As 1941 begins, the United States is coming to terms with the fact that Europe is at War. In his State of the Union Address on Jan 6, President Roosevelt introduces the concept of the “Four Freedoms” which the Allied Nations are fighting to defend, and he salutes the efforts of those who stand up to aggression to keep War out of our hemisphere. (Incidentally, on this day the keel of the battleship USS Missouri was laid.)
On the 21 and 22 of January, Elmer Davis reports on the British Victory Tobruk in North Africa. As part of Operation Compass, the battle was part of the first major Allied operation in Western Africa and a complete success. The Lend-Lease Act had been introduced before Congress on Jan 10, and on Jan 23, Elmer Davis reported Charles Lindberg's opposition to it.
On Feb 9, Winston Churchill speaks over the radio in a world-wide broadcast where he tells the American people “give us the tools, and we will finish the job”, speaking about the fight against Fascism.
On Mar 9, Edward R. Murrow reports on the coming of spring to England after a winter which included the Blitz. The report comes on the day after the Lend-Lease Act was passed by Congress, but Murrow is cautious with his optimism.
On May 3, we hear Whirlaway winning the Kentucky Derby, and at March Field in California, Bob Hope performs his first show for the USO.
From the sinking of the HMS Hood on May 24 until the end of the month we hear reports on the battleship Bismarck until it is sunk by the Royal Navy. On June 22, the Nazi's launch what would be considered their biggest mistake of the War, Operation Barbarossa, the invasion of Russia. In our collection, we hear the initial reports from Prime Minister Churchill.
In August, Roosevelt and Churchill met secretly aboard ship off Newfoundland to draft the Atlantic Charter, the agreement which would eventually shape the post-war world. Churchill reported on the Conference over the BBC on August 24.
On August 31, The Great Gildersleeve, starring Howard Peary, debuts.
On September 11, Charles Lindberg speaks at the America First Rally in Des Moines and accuses “the British, the Jewish and the Roosevelt Administration” of leading America towards war. Popular support for Lindberg begins to evaporate almost immediately.
As War swirls throughout the world, it becomes increasingly obvious that America will become involved. The Oct 19 edition of Jergen's Journal, with Walter Winchell, tells of Nazi tanks approaching Moscow and reports the names of 10 American Sailors who are missing after the USS Kearny was torpedoed by a U-boat off Reykjavik. They were the first American military casualties of the war. Winchell ends the broadcast by admonishing Americans that we must first defeat the defeatists at home.
On Nov 11, NBC News reported the sinking of the British aircraft carrier, the HMS Ark Royal.

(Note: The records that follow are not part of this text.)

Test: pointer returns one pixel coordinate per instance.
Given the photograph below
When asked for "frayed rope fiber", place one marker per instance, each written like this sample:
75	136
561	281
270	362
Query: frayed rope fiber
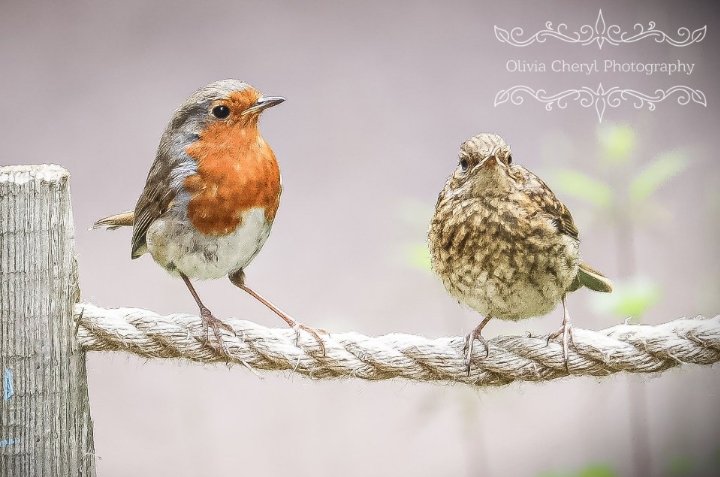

For most of us, the defining event of 1941 comes near the end of the tumultuous year, the Dec 7 attack on Pearl Harbor. On Dec 5, we hear Senator Tom Connelly of Texas warning Japan against aggression. The CBS World News Today, for Dec 6, reports London's reaction to the apparent breakdown of relations between the US and the Empire of Japan. The Chinese ambassador encourages the free nations to react should Japan “pounce” on another and Britain reacts with amusement over Japanese anger that their proposals to President Roosevelt are published in the newspapers. In the same broadcast, there is a report from Manila, which is “the center of a circle of tension extending 1500 miles”. In Washington, a diplomatic waiting game continues.
Our December 7 coverage includes some of the first programs to be interrupted by news bulletins of the attack through the West Coast blackout warning from KIRO in Seattle through the declaration of war, the Day of Infamy speech, in congress on Dec 8.
The War will dominate the radio news for the next few years.